- Genre: Reality television
- Created by: Simon Fuller
- Directed by: Aishath Azma Mujthaba Rasheed and Creative Director Muaviyath Anwar
- Presented by: Moosa Waseem; Aminath Maureena;
- Judges: Ahmed Ibrahim (Ammadey) (season 1); Ismail Affan (season 2); Ibrahim Zaid Ali (season 1–2); Unoosha (seasons 1–2);
- Theme music composer: Julian Gingell; Barry Stone; Cathy Dennis;
- Country of origin: Maldives
- Original language: Dhivehi
- No. of seasons: 3
- No. of episodes: 35

Production
- Running time: 60–120 minutes
- Production companies: FremantleMedia North America; 19 Entertainment;

Original release
- Network: Television Maldives
- Release: 22 January 2016 – present

= Maldivian Idol =

Maldivian television show

Maldivian Idol is a Dhivehi television show based on the original British format Pop Idol created by Simon Fuller's 19 Entertainment and developed by Fremantle Media. The first season premiered on 22 January 2016. On 2 May, 18-year-old Laisha Junaid from Male' was announced winner, with close contenders Shalabee Ibrahim and Mohamed Ishan coming second and third respectively. The winner was awarded a cash prize of MVR 250,000 (USD 16,213) from the organizer PSM, among a host of other prizes.

==Development==
On 26 July 2015, Public Service Media announced their local franchise of the UK origin singing competition television series Pop Idol. On 27 August 2015, reports confirmed the news that a team from Public Service Media was working in India to prepare and gain experience by observing and discussing the procedures of the Indian Idol Junior. Back from India, the team began preparing for Maldivian Idol.
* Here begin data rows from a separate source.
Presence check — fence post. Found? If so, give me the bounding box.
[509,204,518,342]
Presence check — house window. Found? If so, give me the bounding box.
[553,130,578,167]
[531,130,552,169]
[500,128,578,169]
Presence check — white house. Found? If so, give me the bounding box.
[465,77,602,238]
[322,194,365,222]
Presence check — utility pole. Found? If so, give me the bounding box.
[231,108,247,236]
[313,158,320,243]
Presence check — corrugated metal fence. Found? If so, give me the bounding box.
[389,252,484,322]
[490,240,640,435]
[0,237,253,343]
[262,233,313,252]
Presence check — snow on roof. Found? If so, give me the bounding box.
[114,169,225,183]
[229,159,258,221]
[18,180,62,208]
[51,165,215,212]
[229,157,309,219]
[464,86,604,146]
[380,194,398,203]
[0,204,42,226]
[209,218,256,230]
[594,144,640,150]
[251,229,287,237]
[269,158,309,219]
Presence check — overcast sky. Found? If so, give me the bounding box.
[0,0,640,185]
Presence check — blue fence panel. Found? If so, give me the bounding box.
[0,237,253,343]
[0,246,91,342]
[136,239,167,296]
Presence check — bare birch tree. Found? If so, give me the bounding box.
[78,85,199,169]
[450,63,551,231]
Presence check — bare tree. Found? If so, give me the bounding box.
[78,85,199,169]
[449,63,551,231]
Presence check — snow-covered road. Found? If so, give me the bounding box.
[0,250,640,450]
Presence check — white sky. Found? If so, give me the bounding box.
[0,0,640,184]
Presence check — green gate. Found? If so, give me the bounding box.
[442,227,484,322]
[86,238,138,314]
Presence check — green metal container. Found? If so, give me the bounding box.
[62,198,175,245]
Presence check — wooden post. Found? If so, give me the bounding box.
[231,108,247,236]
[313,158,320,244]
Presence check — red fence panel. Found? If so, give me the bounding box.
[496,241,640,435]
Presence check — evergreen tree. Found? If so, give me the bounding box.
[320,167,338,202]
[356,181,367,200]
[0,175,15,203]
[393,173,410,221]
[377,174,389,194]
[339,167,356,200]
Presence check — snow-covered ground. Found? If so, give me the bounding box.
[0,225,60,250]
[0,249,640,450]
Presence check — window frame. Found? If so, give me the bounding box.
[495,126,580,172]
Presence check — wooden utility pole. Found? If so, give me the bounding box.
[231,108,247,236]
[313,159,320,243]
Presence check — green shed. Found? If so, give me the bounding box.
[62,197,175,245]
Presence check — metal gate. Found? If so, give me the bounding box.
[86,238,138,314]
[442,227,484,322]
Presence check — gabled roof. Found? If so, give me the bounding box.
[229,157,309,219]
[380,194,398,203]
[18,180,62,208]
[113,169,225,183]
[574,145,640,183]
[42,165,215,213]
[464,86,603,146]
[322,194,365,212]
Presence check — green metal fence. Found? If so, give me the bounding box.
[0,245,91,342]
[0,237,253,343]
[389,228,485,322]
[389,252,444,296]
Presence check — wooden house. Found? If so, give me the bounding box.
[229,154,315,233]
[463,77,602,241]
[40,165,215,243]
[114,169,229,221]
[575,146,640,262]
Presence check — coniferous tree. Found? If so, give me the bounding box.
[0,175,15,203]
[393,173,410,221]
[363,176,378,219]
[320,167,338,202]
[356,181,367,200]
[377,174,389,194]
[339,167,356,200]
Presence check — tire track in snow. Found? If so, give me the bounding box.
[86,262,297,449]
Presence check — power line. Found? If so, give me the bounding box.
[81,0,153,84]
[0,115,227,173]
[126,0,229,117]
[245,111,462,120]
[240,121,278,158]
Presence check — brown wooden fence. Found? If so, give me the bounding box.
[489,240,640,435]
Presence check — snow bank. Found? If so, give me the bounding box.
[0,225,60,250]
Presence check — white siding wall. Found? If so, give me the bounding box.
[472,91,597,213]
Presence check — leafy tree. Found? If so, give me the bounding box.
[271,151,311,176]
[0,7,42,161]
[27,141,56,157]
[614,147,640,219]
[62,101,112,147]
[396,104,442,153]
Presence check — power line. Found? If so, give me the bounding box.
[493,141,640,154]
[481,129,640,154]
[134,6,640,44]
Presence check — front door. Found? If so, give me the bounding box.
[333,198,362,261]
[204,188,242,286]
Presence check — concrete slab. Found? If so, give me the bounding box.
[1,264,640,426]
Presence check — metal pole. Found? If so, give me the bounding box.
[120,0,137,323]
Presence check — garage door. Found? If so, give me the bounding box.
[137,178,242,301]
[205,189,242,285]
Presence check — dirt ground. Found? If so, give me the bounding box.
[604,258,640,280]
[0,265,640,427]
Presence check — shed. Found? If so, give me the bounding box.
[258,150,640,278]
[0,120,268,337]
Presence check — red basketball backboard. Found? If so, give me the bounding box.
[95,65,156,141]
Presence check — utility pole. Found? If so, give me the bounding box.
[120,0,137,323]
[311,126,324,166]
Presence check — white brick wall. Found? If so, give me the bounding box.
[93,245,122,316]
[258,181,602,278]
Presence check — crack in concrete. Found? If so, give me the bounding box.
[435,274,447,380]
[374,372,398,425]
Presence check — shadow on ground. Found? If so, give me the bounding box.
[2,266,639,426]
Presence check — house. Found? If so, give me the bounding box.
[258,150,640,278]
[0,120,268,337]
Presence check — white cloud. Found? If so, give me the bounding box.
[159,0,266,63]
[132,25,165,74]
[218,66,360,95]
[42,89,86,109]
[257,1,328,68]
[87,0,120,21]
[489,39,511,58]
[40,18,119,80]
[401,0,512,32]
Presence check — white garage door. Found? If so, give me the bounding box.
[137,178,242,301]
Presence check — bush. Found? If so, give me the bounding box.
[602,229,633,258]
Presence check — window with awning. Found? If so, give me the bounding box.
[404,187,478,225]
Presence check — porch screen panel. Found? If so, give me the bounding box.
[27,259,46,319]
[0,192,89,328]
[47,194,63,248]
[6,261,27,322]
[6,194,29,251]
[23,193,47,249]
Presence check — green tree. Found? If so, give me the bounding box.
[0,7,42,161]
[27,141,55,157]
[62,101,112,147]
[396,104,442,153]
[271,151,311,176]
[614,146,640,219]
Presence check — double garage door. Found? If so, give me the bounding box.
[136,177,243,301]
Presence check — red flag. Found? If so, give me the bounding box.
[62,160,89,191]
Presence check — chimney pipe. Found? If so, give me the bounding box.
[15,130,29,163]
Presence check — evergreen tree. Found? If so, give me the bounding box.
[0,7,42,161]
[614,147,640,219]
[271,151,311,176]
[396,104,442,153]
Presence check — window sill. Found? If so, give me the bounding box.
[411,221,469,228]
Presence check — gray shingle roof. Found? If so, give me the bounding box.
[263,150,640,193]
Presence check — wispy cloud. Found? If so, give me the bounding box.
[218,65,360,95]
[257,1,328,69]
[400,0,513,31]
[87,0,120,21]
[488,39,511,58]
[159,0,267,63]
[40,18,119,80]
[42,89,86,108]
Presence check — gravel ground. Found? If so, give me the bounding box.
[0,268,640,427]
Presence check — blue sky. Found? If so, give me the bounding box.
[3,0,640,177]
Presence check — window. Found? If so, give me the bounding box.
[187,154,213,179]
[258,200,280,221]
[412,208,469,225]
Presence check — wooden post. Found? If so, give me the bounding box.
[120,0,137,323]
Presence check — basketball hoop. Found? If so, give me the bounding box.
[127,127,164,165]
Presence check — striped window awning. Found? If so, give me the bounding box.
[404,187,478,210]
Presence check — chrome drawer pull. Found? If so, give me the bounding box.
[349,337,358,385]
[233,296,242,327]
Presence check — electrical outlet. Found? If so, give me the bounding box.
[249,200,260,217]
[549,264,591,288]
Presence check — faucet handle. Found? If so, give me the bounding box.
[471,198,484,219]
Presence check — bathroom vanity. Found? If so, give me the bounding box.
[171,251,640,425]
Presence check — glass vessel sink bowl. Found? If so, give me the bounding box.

Later during the year, local telecommunications company Dhiraagu was appointed as the title sponsor of the show, while Allied Insurance was appointed as the co-main sponsor of the show.

On 7 October 2015, the judges of the show, Ahmed Ibrahim, Ibrahim Ali and Unoosha were revealed along with the hosts Moosa Waseem and Aishath Maureena. The panel of judges and presenters were handpicked from a list of six candidates by FremantleMedia UK. The franchise premiered on 22 January 2015 with around 600 participants and was revealed to have four rounds; Open Audition, Theatre Round, Piano Round and Gala Round. Public voting commenced from the third round onwards, with public votes accounting for fifty percent of the results, alongside judges' votes.

Director of this show was Aishath Azma and Mujthaba Rasheed. Assistant Directors were Samhaan Hameed & Shahiya Moosa. Leading technical team: Mohamed Jinah / Ahmed Mohamed / Mohamed abdulla and Ali shafaau. Creative Director of this show was "Mua Anwar".

==Series overview==
===Season 3===

The season premiered on 15 February 2018, on Television Maldives. Moosa Waseem continued as the show's host, while Unoosha, Ahmed Ibrahim and Ismail Affan returned as judges, joined by Zara Mujthaba who replaced Ibrahim Zaid Ali, while Shaina Shareef replaced Lamha Latheef as the show's female host.